Ceza ve Tevkifevleri Genel Müdürlüğü (CTE), tutuklu menajer Ayşe Barım’ın tansiyon değerlerinin normal olmasına rağmen hastaneye sevk edilmek istendiğini ama kendisinin yazılı beyanla bunu kabul etmediğini duyurdu.

Aralarında birçok gazeteci ve oyuncunun da bulunduğu isimler, hatta bizzat avukatı Barım’ın fenalaşarak hastaneye kaldırıldığını yazmıştı.
CTE, Barım’ın fenalaştığını doğruladı ama hastaneye sevki iddialarınıysa yalanladı.
CTE’nin açıklaması şöyle:
* Adı geçen, 19.04.2025 tarihinde akşam saatlerinde yaptığı görüşmenin ardından kendisini iyi hissetmediğini ve dinlenmek istediğini belirtmiş, yapılan kontrollerde ve ölçülen tansiyon değerlerinde herhangi bir olumsuzluk tespit edilmemesine rağmen tedbiren hastaneye sevk edilmek istenmiş, ancak kendisinin yazılı beyanla bu teklifi kabul etmemesi üzerine sevk işlemi gerçekleştirilememiştir. Sonrasında yapılan kontrollerde ve aralıklarla ölçülen tansiyon değerlerinde de sağlık durumunda olumsuz bir gelişme gözlemlenmemiştir.
* Tutuklunun sağlık durumu, ilk kabul muayenesinden itibaren hem kurum revirinde hem de hastanelerin ilgili polikliniklerinde düzenli olarak takip edilmekte ve gerekli tedaviler eksiksiz şekilde sağlanmaktadır. Kurum hekimi değerlendirmeleri doğrultusunda yapılan hastane sevkleri planlı bir şekilde gerçekleştirilmiştir.
* Kamuoyunda yer alan, tutuklu Emine Ayşe Barım’ın ‘hastaneye kaldırıldığı’ ve ‘tedavisinin yapılmadığı’ yönündeki asılsız ve art niyetli haberler gerçeği yansıtmamaktadır. Tutuklunun sağlık durumu ilgili tüm birimler tarafından yakından izlenmekte, gerekli müdahaleler ivedilikle yapılmaktadır.
Ne olmuştu?
TV100 yazarı Fuat Uğur, 27 Eylül 2024’te bazı yapım şirketleri ve ajanslara ‘kartelleşme ve piyasadaki hakimiyetlerini kötüye kullanma’ gerekçesiyle baskın yapıldığını yazdı.

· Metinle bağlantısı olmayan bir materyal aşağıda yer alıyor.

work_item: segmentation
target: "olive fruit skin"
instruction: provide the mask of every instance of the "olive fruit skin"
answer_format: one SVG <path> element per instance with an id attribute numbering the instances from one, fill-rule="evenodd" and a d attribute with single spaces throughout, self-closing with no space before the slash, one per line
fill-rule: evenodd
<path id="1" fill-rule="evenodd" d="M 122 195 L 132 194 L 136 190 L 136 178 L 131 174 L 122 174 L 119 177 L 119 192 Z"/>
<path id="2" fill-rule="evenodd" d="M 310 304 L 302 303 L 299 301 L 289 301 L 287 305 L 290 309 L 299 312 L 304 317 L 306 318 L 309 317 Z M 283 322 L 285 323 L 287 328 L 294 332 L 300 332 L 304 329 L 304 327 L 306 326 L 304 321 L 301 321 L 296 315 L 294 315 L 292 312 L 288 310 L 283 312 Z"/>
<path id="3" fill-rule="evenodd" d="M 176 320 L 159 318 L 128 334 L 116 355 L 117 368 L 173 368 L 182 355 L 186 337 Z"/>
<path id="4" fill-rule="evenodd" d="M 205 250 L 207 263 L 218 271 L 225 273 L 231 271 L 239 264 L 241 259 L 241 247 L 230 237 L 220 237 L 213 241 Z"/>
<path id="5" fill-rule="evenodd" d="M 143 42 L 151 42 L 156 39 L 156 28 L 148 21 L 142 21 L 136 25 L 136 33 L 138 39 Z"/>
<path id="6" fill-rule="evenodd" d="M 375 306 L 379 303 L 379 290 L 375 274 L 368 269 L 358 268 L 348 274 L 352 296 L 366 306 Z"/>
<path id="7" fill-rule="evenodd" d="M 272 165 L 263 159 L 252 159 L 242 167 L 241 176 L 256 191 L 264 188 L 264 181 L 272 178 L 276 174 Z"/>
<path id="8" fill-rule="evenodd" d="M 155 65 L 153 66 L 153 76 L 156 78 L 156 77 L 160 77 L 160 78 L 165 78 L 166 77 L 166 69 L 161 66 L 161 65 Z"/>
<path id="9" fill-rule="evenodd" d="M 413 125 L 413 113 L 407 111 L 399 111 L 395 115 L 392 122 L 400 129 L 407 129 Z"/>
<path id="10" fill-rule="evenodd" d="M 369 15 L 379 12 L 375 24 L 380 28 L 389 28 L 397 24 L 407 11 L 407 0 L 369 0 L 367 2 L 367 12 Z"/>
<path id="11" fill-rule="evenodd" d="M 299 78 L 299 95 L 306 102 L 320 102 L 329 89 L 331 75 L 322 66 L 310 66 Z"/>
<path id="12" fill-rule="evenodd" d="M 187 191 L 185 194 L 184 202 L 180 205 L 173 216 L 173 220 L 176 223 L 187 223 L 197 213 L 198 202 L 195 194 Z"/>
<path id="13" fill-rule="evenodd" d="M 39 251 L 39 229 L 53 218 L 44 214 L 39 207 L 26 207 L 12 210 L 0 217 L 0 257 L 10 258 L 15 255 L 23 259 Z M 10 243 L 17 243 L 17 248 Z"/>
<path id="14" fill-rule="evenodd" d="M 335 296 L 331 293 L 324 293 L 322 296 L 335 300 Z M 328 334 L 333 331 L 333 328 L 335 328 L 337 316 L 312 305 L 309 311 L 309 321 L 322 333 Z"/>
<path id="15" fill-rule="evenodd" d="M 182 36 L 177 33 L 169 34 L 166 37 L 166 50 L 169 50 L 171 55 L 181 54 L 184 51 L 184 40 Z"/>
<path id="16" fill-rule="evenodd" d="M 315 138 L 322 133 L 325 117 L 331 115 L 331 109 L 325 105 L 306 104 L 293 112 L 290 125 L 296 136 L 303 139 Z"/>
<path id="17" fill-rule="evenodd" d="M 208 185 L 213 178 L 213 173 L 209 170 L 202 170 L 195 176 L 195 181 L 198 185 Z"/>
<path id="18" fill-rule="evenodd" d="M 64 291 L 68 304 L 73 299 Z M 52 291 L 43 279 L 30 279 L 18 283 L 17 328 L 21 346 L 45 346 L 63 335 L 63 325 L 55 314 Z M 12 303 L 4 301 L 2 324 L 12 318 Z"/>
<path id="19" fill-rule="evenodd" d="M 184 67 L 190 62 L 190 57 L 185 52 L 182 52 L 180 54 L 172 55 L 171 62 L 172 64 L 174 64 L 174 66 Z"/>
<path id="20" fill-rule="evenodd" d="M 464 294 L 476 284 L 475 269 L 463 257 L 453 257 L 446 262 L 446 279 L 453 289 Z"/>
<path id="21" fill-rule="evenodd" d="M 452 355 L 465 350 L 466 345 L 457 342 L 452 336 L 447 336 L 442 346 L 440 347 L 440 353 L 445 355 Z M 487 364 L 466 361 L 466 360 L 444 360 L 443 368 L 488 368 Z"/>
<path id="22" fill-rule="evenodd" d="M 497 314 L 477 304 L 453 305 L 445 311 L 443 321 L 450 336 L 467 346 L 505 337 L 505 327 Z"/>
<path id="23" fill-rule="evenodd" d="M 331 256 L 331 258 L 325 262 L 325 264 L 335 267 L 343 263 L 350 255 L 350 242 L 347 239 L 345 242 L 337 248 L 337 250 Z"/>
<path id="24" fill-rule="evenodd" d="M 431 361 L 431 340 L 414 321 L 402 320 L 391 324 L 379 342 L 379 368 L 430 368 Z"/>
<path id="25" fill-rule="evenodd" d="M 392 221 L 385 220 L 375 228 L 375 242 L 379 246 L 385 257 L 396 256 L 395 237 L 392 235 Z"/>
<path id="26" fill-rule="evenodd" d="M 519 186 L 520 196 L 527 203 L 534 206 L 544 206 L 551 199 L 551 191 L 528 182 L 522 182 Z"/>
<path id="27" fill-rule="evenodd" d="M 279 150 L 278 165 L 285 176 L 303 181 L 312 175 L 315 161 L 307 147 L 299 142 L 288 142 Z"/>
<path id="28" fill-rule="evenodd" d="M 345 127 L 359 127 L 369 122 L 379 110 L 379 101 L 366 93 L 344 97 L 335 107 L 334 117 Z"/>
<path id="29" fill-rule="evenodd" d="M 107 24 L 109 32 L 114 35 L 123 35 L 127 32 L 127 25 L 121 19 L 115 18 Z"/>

Aylar sonra birçok ünlü oyuncunun menajerliği yapan ID İletişim’in sahibi Ayşe Barım ilk olarak sektörde tekelleşmeye neden olduğu ve kendisine karşı çıkan oyuncuları piyasadan uzaklaştırdığı iddialarıyla gündeme geldi.
8 Ocak’ta Rekabet Kurulu, kast ajanslarının ‘Rekabetin Korunması Hakkında Kanun’u ihlal edip etmediğine dair araştırması neticesinde elde edilen bilgi ve belgeleri yeterli bulup 21 şirkete soruşturma açtı. Bu şirketler arasında ID İletişim de vardı.
10 Ocak’ta İstanbul başsavcılığı re’sen (kendiliğinden) soruşturma başlatarak Barım’ın yurt dışına çıkmasını yasakladı. Üç gün sonra Barım’ın yurt dışına çıkması yasaklandı.
Aynı başsavcılık, 26 Ocak’ta Barım hakkında yazılı ve görsel basındaki iddiaları esas alarak bu sefer ‘Gezi Parkı olaylarının planlayıcılarından olduğu’ gerekçesiyle re’sen soruşturma başlattı. Barım ertesi gün ‘hükümeti ortadan kaldırmaya veya görevini yapmasını engellemeye teşebbüse yardım etme’ suçundan tutuklandı.
Bu süreçte menajerliğini ID İletişim’in yaptığı birçok oyuncunun ifadesi alındı.
Barım’ın avukatı sulh ceza hakimliğine başvurarak tutukluluğa itiraz etti. Hakimlik itirazı reddederek Barım’ın tutukluluğunun devamına karar verdi.
Barım’ın avukatı bunun üzerine müvekkilinin tutukluluğuna yeniden itiraz ederek bu sefer Asliye Ceza Mahkemesi’ne başvurdu.
17 Şubat’ta Asliye Ceza Mahkemesi, Barım hakkında tahliye kararı verdi. Ancak İstanbul başsavcılığı, Barım tahliye edilmeden karara itiraz etti. Başsavcılığın talebini yerinde bulan Ağır Ceza Mahkemesi, Barım’ı yeniden tutuklama kararı aldı.